Short Stories, Irish literature, Classics, Modern Fiction, Contemporary Literary Fiction, The Japanese Novel, Post Colonial Asian Fiction, The Legacy of the Austro-Hungarian Empire and quality Historical Novels are Among my Interests

Friday, November 11, 2016

The Ballerina and the Body" - A Short Story by Alfred Doblin, 1925, Author of Berlin Alexanderplatz (translated by Damion Searles

My Readings For German Literature VI November 2016

1.  The Glass Bead Game by Hermann Hesse

2.  Royal Highness by Thomas Mann

3. A Small Circus by Hans Fallada

4.  Rosshalde by Hermann Hesse

5.  "Did He Do It" by. Stefan Zweig

6.  Journey Into the Past by Stefan Zweig (s cond reading, no post, posted on in Nov 2015)

7.  The Emigrants by W. G. Sebald

8.  "The Ballarina and the Body" by Alfred Doblin

"She went to the hospital the next day. In the carriage she sobbed with rage beneath her blanket. She wanted to spit on her suffering body, she jeered at it bitterly; it disgusted her, this bad flesh whose company she was bound to. Her eyes widened with muted fear when she looked at these limbs now eluding her. How powerless she was, oh how powerless she was."  

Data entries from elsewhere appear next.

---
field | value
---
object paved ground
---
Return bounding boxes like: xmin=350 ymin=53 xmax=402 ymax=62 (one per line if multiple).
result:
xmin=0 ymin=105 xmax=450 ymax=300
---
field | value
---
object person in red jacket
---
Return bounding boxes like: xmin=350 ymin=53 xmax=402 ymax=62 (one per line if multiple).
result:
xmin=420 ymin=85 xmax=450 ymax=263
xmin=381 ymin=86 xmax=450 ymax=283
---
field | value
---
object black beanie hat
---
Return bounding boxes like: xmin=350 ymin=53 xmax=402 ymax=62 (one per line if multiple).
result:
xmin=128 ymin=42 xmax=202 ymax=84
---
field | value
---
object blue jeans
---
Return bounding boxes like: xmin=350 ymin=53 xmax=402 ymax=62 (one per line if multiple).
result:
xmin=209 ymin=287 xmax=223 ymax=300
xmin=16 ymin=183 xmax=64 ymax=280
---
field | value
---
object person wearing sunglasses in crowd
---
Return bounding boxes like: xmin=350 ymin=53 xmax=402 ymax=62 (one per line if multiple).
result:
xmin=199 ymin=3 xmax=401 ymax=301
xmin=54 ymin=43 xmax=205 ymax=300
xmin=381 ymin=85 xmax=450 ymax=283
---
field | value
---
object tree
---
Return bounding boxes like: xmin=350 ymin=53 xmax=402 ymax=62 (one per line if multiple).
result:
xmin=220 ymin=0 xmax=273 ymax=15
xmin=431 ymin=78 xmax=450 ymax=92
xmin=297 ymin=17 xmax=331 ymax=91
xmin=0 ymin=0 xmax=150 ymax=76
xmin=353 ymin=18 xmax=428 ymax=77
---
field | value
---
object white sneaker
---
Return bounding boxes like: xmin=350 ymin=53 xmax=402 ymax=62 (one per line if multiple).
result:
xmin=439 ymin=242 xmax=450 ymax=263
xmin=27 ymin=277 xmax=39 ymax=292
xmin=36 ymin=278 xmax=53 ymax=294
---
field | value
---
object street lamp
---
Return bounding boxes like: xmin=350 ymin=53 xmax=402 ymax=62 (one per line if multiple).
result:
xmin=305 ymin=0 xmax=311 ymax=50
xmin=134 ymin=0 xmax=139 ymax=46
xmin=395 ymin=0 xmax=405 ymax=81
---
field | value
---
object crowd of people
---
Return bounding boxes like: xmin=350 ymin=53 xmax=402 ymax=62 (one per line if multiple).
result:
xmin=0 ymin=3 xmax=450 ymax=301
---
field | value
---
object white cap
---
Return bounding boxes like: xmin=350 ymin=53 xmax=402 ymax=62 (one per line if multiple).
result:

My Post on Berlin Alexanderplatz by Alfred Döblin 

Berlin Alexanderplatz by Alfred Döblin (1878 to 1957) is Weimer Germany's greatest literary work.  It is considered to be the first German literary work to use techniques of James Joyce, an influence acknowledged by Döblin.  Döblin was a practicing neuro-psychiatrist.  He left Germany just before his books were burned.  

A bit more than a year ago I read Berlin Alexanderplatz by Alfred Döblin.  If you want to experience life  in Weimer Germany, read this work of genius.  I was very happy to be given a DRC by The New York Review of Books of a forthcoming collection  of his short stories.  There is a generous selections of stories in the collection, ranging from three to fifty pages.  In the advance edition I have there is no first publication data.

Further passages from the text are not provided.